We have been dealing with this problem for 6 years, as a result of scaring from the cure for prostate cancer a decade ago, and the progression of Parkinson's. For us it wasn't so much overactive bladder, as failure to void completely. None of the drugs helped. I agree, you should get another opinion from another urologist. We resorted to intermittent catheterization, at bedtime ( a huge help), first thing in the morning and once or twice during the day as needed and always before we went out. If your dad is physically stable in the bathroom, he can learn to do this for himself--it doesn't hurt. Clean-up is simple, warm water and soap. By the way, I did this for my husband, but it got to be wearing because I was tied to his needs--caretakers need lives, too.

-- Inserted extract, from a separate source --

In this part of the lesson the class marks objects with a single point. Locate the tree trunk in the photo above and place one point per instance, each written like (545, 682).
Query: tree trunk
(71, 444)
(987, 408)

We used a foley for 8 months, but it is uncomfortable, all though bag emptying and changing from a night drainage bag to a leg bag during the day, really wasn't a problem. Maintenance is pretty easy. I even trained our housekeeper to change the bags.

Now he is using a superpubic which was inserted as an out patient procedure using dilaudan (that took about 24 hours to leave his system). The bag change and maintenance is the same as the foley, with the cath changed by the doctor ever month.

Infection is a potential problem in all of the procedures, but it is a risk if the bladder doesn't empty, too. Discuss all with your doctor.